А разговор обер-лейтенанта с его начальником я просто представил себе, создал в своем разогретом, воспаленном воображении. Правда, у меня было не так уж много времени для размышлений, но на
Не буду забегать вперед, начну по порядку.
Меня оставили в станице Беловодской за день до прихода туда «доблестных войск» фюрера. Полагалось сделать это раньше, чтобы предоставить мне больше времени для акклиматизации, но так сложились обстоятельства — на войне предугадать все нельзя. Линии фронта в обычном понимании тут не было. Наши поспешно отступали. Пока что на восток двигались в основном тыловые части, эвакогоспитали, группы бойцов, эвакуировавших поврежденную боевую технику, повозки беженцев. Признаюсь, это была тягостная картина.
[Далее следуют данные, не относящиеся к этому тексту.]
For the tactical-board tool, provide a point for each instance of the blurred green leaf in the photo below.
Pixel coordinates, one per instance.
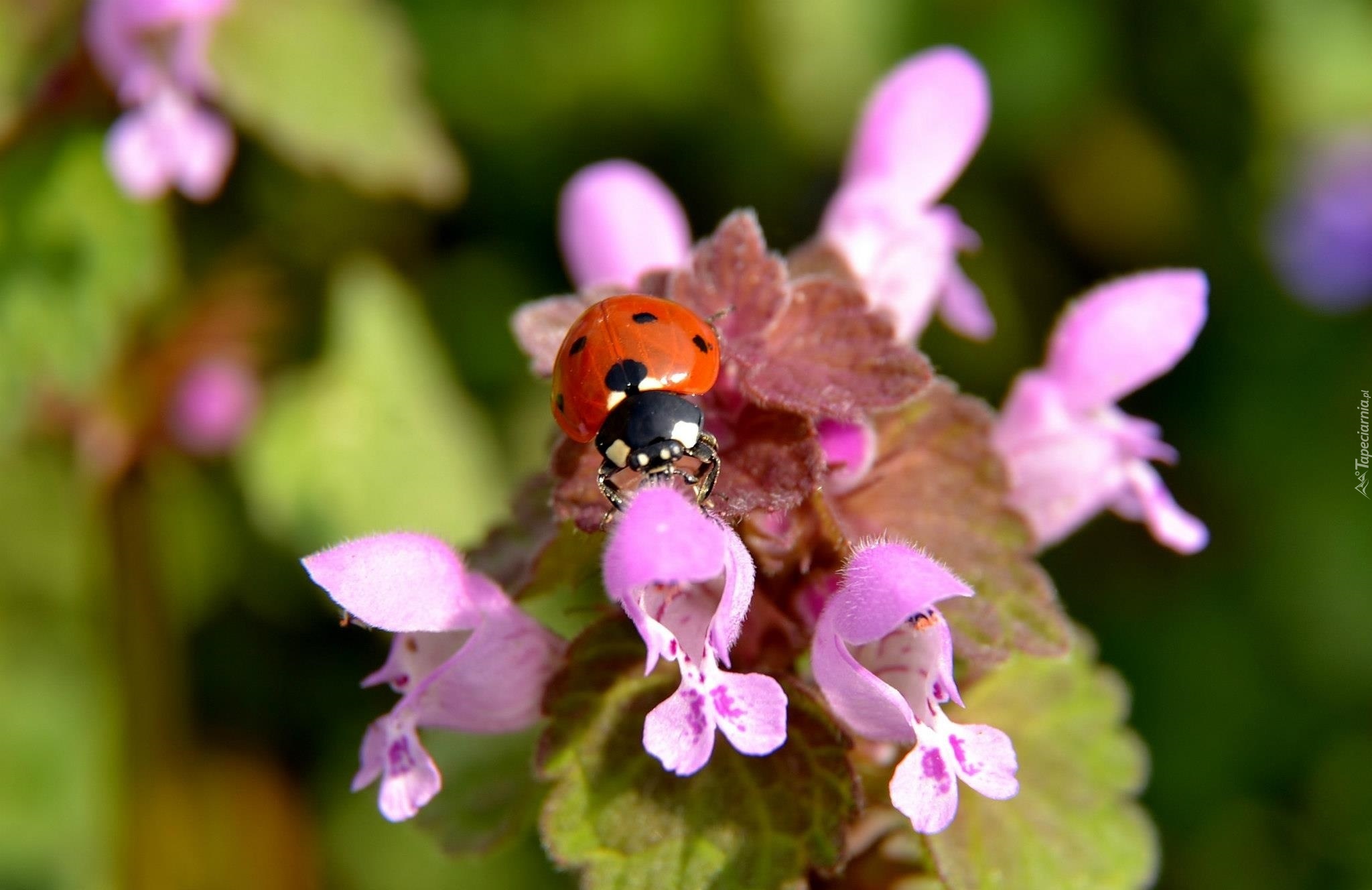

Мое сердце разрывалось от небывалой тоски, когда я смотрел на машины, переполненные ранеными и усталыми, заплаканными девчатами в военной форме, на артиллеристов с их пушками и пустыми снарядными ящиками на конной тяге, на одинокие танки с заклиненными башнями, урчавшие в пыльном потоке отступающих Но тяжелее всего было смотреть на повозки со стариками, женщинами, детьми. А сколько мирных жителей двигалось на восток пешком с котомками, рюкзаками, чемоданами за плечами...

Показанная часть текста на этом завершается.